Mengmeng Yang, Ivan Tjuawinata, Kwok Yan Lam et al.

Crowdsourcing plays an essential role in the Internet of Things (IoT) for data collection, where a group of workers is equipped with Internet-connected geolocated devices to collect sensor data for marketing or research purpose. In this paper, we consider crowdsourcing these worker's hot travel path. Each worker is required to report his real-time location information, which is sensitive and has to be protected. Encryption-based methods are the most direct way to protect the location, but not suitable for resource-limited devices. Besides, local differential privacy is a strong privacy concept and has been deployed in many software systems. However, the local differential privacy technology needs a large number of participants to ensure the accuracy of the estimation, which is not always the case for crowdsourcing. To solve this problem, we proposed a trie-based iterative statistic method, which combines additive secret sharing and local differential privacy technologies. The proposed method has excellent performance even with a limited number of participants without the need of complex computation. Specifically, the proposed method contains three main components: iterative statistics, adaptive sampling, and secure reporting. We theoretically analyze the effectiveness of the proposed method and perform extensive experiments to show that the proposed method not only provides a strict privacy guarantee, but also significantly improves the performance from the previous existing solutions.
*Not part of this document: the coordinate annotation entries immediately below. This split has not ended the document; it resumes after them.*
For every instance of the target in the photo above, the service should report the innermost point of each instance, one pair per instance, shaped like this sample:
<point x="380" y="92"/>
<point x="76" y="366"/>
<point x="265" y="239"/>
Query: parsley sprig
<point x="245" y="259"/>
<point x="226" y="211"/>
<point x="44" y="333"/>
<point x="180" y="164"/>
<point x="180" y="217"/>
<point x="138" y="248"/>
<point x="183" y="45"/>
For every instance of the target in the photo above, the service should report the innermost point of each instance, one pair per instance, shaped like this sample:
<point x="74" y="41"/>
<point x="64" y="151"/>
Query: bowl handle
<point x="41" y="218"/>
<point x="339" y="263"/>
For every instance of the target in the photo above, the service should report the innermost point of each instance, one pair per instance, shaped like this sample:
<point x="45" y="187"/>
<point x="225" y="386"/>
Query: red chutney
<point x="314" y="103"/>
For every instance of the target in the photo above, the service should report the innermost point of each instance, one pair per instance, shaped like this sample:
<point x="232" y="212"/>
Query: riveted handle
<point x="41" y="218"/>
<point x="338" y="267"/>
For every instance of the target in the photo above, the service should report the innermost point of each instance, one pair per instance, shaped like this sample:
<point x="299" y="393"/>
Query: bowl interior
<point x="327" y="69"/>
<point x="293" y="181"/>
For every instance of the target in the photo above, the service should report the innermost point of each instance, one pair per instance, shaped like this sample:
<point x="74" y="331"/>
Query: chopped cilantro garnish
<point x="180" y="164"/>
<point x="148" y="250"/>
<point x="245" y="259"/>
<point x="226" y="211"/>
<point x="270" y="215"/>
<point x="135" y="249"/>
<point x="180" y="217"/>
Ziyao Liu, Ivan Tjuawinata, Chaoping Xing et al.

The application of secure multiparty computation (MPC) in machine learning, especially privacy-preserving neural network training, has attracted tremendous attention from the research community in recent years. MPC enables several data owners to jointly train a neural network while preserving the data privacy of each participant. However, most of the previous works focus on semi-honest threat model that cannot withstand fraudulent messages sent by malicious participants. In this paper, we propose an approach for constructing efficient $n$-party protocols for secure neural network training that can provide security for all honest participants even when a majority of the parties are malicious. Compared to the other designs that provide semi-honest security in a dishonest majority setting, our actively secure neural network training incurs affordable efficiency overheads of around 2X and 2.7X in LAN and WAN settings, respectively. Besides, we propose a scheme to allow additive shares defined over an integer ring $\mathbb{Z}_N$ to be securely converted to additive shares over a finite field $\mathbb{Z}_Q$, which may be of independent interest. Such conversion scheme is essential in securely and correctly converting shared Beaver triples defined over an integer ring generated in the preprocessing phase to triples defined over a field to be used in the calculation in the online phase.